The inference network for the batch representations learns to encode donors from GIS differently from donors from RIK or SGI. In particular, we can see that the batch inference network has generalized, and has successfully encoded unseen donors so they are similar to seen donors from the same institute.
How do the encoded batch embeddings compare to embeddings that are learned through optimization using the 'embedding'
batch representation option? We can similarly perform TSNE visualization on these learned embeddings, with the caveat that we can only get these representations for the training data with 453 donors.
Similar to how the 'embedding'
option seems better at learning to represent the single cell data, it also appears more effective at learning different types of batch effects. We can see clustering into subpopulations even within institutes in the learned representations.
Conclusions
It is disappointing that this new model using variational encoder for batch representation has lower performance than the other options. It is still very encouraging that the ultimate goal, the ability to represent unseen batches, is working correctly!

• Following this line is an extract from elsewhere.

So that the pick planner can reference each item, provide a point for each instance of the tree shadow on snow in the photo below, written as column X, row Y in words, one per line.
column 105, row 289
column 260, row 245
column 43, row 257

It is very likely that 450 training points is insufficient to learn an inference model to encode the batches accurately. It is probably worth revisiting this strategy with a much larger set of batches. There are very few individual datasets with this many batches, but could potentially be useful if training on e.g., all cells in cellxgene and you want to be able to inject new data over time.
A fork and branch of scvi-tools that implements the 'variational'
batch representation option is available on github at https://github.com/vals/scVI/tree/codex/add-pseudobulk-generator-and-integrate-with-vae. Scripts and notebooks for training and generating results are available on github at https://github.com/vals/Blog/tree/master/250621-variational-batch-encoding.
References
Tian, Chi, Yuntian Zhang, Yihan Tong, Kian Hong Kock, Donald Yuhui Sim, Fei Liu, Jiaqi Dong, et al. 2024. “Single-Cell RNA Sequencing of Peripheral Blood Links Cell-Type-Specific Regulation of Splicing to Autoimmune and Inflammatory Diseases.” Nature Genetics 56 (12): 2739–52.